To ask the Secretary of State for Health, what his policy is on (a) research into, (b) treatment of and (c) raising awareness of 22q11.2 Deletion syndrome.

22q11.2 deletion syndrome, also known as DiGeorge syndrome, is a disorder that involves many different areas of the body and the severity can vary among patients.

The National Institute for Health Research (NIHR) and Medical Research Council support research in response to proposals from the research community and welcome high quality applications for support into any aspect of human health, including 22q11.2 deletion syndrome. These proposals are subject to peer review and judged in open competition, with awards being made on the basis of the importance of the topic to patients and health and care services, value for money and scientific quality. In all disease areas, the amount of NIHR funding depends on the volume and quality of scientific activity.

A number of United Kingdom centres contribute to active research programmes such as recently published research lead by Great Ormond Street into Thymus transplantation for complete DiGeorge syndrome. NIHR also fund relevant research at Great Ormond Street Biomedical Research Centre and the Maudsley Biomedical Research Centre.
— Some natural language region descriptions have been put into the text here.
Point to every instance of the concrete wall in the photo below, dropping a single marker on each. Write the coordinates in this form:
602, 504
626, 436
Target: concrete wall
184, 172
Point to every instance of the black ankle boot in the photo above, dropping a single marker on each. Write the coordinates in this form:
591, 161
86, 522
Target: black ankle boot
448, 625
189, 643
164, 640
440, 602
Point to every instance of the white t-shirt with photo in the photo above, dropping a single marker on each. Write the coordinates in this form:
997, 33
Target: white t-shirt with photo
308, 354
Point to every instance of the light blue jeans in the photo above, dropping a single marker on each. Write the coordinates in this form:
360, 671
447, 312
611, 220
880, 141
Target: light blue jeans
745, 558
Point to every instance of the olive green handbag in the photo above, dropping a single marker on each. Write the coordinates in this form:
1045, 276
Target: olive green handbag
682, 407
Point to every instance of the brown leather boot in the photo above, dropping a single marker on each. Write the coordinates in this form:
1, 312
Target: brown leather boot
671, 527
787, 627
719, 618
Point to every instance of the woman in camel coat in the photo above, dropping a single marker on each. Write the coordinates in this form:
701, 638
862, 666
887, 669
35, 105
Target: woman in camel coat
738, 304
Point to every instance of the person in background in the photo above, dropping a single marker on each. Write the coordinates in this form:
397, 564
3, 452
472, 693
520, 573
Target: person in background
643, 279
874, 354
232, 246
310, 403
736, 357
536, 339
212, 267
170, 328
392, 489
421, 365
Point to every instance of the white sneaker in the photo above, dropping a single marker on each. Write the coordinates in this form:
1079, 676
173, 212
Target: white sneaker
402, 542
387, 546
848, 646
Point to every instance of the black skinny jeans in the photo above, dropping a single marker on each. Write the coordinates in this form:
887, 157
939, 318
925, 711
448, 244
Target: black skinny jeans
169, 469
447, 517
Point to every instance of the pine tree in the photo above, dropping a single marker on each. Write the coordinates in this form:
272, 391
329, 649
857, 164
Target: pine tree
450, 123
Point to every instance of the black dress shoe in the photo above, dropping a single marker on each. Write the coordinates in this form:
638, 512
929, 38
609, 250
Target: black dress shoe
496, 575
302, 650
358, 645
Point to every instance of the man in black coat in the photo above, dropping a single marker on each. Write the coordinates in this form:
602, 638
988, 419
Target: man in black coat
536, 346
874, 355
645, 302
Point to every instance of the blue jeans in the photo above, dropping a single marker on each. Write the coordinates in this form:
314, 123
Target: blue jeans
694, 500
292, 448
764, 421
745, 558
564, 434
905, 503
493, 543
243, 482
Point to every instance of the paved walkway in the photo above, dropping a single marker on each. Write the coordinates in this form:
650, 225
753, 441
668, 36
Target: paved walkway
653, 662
There are 32 Immunology centres accredited including a number of paediatric immunology centres, Great Ormond Street Hospital, Newcastle Children’s Hospital, Birmingham and Manchester which provide services for these patients. These services are geographically spread out to meet the access needs of patients across the UK. Conditions such as 22q deletion syndrome are also an integral part of the immunodeficiency section of the training curriculum for paediatric and adult immunologists thus ensuring that expertise is acquired by these doctors and dispersed throughout the National Health Service.

An important landmark for patients with rare diseases was the publication of the 2013 UK Strategy for Rare Diseases to address the needs of all those affected by rare diseases. A progress report on the Strategy will be published in early 2018.